Kernel has 0 coalesced reads/writes... Profiler reveals my newbness

tshack · February 17, 2009, 10:12pm

Hello,

I have the following functioning kernel that performs the FDK (Feldkamp, Davis and, Kress) algorithm, but it runs much slower than expected.

Upon profiling the code, I find that none of the loads are coalesced… and neither are any of the stores. External Image

__global__

void kernel_fdk_regs_tex (float *dev_vol, float *dev_img, float *matrix, int2 img_dim, float2 ic, float3 nrm, float sad, float scale, float3 vol_offset, int3 vol_dim, float3 vol_pix_spacing, unsigned int Blocks_Y, float invBlocks_Y)

{

	unsigned int blockIdx_z = __float2uint_rd(blockIdx.y * invBlocks_Y);

	unsigned int blockIdx_y = blockIdx.y - __umul24(blockIdx_z, Blocks_Y);

	unsigned int i = __umul24(blockIdx.x, blockDim.x) + threadIdx.x;

	unsigned int j = __umul24(blockIdx_y, blockDim.y) + threadIdx.y;

	unsigned int k = __umul24(blockIdx_z, blockDim.z) + threadIdx.z;

	if( i >= vol_dim.x || j >= vol_dim.y || k >= vol_dim.z )

		return; 

	// Index row major into the volume

	long int vol_idx = i + ( j*(vol_dim.x) ) + ( k*(vol_dim.x)*(vol_dim.y) );

	float3 vp;

	float3 ip;

	float  s;

	float voxel_data;

	// offset volume coords

	vp.x = vol_offset.x + i * vol_pix_spacing.x;	// Compiler should combine into 1 FMAD.

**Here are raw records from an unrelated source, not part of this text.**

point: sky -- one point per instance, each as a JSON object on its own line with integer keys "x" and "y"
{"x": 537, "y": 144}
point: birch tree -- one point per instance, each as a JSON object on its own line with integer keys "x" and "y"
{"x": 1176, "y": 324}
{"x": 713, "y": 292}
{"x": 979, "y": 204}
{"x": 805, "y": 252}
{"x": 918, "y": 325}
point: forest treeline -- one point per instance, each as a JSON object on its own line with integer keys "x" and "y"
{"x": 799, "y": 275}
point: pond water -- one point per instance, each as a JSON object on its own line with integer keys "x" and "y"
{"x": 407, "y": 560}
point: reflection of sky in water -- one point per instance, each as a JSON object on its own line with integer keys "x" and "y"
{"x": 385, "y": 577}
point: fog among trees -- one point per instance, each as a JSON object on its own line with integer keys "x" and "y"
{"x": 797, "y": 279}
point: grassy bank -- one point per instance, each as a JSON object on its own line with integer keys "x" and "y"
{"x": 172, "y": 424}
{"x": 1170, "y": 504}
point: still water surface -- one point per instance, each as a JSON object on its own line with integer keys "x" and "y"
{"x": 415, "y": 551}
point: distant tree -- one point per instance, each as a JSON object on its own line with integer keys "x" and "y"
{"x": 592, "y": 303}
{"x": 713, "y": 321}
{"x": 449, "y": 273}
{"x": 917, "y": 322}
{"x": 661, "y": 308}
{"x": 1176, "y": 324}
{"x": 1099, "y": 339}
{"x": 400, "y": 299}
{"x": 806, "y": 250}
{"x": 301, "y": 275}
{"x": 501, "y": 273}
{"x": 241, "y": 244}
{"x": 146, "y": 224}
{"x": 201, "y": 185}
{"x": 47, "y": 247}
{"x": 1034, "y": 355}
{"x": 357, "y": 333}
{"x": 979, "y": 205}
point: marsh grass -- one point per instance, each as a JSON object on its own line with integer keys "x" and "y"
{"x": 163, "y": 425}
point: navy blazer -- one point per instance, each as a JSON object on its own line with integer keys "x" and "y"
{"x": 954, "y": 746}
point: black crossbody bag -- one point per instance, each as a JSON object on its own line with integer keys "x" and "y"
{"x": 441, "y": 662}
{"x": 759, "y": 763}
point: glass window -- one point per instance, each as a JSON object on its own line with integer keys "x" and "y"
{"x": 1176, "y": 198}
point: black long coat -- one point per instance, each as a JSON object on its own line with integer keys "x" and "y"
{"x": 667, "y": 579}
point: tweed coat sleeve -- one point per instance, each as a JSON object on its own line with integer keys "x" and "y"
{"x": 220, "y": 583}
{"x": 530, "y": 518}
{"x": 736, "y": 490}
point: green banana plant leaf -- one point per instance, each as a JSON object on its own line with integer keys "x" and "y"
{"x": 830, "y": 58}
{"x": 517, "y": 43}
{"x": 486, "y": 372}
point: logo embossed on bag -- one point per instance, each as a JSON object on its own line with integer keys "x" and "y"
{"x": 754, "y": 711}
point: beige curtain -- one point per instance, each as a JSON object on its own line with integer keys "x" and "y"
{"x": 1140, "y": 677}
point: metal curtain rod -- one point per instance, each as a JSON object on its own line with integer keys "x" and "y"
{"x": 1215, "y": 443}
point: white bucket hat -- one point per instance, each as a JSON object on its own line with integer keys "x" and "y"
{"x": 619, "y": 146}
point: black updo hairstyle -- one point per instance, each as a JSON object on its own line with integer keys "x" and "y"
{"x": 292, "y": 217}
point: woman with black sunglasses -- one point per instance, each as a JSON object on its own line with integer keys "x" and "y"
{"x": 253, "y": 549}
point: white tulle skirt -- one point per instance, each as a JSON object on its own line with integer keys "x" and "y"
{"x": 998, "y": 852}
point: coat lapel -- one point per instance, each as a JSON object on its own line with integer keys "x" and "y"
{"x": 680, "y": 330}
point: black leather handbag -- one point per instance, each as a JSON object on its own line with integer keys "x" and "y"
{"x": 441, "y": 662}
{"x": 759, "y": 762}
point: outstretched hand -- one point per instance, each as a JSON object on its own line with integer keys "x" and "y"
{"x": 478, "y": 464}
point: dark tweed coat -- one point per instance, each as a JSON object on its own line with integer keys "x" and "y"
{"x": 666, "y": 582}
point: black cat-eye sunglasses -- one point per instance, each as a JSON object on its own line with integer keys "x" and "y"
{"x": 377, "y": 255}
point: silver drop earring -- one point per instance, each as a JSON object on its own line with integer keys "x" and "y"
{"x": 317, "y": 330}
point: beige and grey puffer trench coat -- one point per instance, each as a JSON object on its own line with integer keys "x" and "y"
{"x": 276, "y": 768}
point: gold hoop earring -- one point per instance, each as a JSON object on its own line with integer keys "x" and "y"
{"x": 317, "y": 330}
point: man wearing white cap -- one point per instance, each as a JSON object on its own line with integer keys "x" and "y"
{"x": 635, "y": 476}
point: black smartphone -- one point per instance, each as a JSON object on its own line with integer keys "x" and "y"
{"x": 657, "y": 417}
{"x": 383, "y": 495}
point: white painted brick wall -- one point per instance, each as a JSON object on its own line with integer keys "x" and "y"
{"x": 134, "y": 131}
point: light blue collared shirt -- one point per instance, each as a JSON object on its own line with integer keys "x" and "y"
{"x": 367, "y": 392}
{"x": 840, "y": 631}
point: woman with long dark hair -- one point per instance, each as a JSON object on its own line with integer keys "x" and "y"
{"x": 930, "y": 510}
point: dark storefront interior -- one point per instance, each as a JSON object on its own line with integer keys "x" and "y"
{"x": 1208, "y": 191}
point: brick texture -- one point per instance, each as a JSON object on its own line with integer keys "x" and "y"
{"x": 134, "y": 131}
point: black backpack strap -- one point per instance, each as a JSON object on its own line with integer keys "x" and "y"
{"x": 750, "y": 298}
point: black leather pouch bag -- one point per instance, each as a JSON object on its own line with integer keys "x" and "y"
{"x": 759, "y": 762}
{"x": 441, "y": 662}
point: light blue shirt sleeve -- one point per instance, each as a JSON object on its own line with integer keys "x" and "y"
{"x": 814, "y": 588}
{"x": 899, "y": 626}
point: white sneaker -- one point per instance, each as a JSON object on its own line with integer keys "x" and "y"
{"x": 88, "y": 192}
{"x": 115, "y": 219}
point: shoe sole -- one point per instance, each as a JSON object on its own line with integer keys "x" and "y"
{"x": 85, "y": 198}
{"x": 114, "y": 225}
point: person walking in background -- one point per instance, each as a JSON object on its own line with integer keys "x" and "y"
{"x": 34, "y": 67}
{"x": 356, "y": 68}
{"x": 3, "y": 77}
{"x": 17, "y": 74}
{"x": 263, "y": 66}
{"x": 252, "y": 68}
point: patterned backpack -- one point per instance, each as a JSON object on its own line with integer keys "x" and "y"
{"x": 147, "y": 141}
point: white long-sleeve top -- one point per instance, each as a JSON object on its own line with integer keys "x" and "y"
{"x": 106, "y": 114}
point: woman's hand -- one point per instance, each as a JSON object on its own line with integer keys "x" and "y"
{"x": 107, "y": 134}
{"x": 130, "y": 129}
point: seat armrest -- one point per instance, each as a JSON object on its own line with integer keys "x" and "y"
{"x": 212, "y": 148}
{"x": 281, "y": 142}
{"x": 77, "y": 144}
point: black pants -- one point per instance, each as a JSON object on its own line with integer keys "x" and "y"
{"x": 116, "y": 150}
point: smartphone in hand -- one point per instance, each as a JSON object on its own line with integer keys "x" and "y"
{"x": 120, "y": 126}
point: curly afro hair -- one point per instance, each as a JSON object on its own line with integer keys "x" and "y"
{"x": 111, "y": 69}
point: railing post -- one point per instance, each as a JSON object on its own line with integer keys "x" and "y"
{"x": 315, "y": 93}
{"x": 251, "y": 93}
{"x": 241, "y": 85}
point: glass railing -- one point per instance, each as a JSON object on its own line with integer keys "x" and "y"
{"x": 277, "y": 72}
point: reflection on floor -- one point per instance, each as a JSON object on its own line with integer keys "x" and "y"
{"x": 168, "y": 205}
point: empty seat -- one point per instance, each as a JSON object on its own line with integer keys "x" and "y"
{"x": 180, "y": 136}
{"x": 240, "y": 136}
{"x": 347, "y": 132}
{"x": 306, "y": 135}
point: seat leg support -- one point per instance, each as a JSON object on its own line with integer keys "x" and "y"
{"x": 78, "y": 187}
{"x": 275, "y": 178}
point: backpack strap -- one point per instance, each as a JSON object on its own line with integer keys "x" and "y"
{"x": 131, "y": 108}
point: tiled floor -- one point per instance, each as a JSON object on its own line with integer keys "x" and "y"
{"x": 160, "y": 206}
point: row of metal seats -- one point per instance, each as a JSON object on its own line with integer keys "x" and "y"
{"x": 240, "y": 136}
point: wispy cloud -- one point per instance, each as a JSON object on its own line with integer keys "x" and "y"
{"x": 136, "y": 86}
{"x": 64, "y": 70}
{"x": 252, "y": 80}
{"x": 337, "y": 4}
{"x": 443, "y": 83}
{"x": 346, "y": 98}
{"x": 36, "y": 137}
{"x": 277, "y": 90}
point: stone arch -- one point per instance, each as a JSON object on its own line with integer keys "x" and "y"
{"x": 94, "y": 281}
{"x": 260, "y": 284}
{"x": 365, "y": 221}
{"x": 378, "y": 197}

	vp.y = vol_offset.y + j * vol_pix_spacing.y;	// Compiler should combine into 1 FMAD.

	vp.z = vol_offset.z + k * vol_pix_spacing.z;	// Compiler should combine into 1 FMAD.

	// matrix multiply

	ip.x = matrix[0]*vp.x + matrix[1]*vp.y + matrix[2]*vp.z  + matrix[3];

	ip.y = matrix[4]*vp.x + matrix[5]*vp.y + matrix[6]*vp.z  + matrix[7];

	ip.z = matrix[8]*vp.x + matrix[9]*vp.y + matrix[10]*vp.z + matrix[11];

	// Change coordinate systems

	ip.x = ic.x + ip.x / ip.z;

	ip.y = ic.y + ip.y / ip.z;

	// Get pixel from 2D image

	ip.x = __float2int_rd(ip.x);

	ip.y = __float2int_rd(ip.y);

	voxel_data = tex1Dfetch(tex_img, ip.x*img_dim.x + ip.y);

	// Dot product

	s = nrm.x*vp.x + nrm.y*vp.y + nrm.z*vp.z;

	// Conebeam weighting factor

	s = sad - s;

	s = (sad * sad) / (s * s);

	// Place it into the volume

	dev_vol[vol_idx] += scale * s * voxel_data;

}

The profiler output looks like this:

# CUDA_PROFILE_LOG_VERSION 1.3

method,gputime,cputime,occupancy,gld_coherent,gld_incoherent

,gst_coherent,gst_incoherent

method=[ memcopy ] gputime=[ 1400.000 ] cputime=[ 2423.492 ] 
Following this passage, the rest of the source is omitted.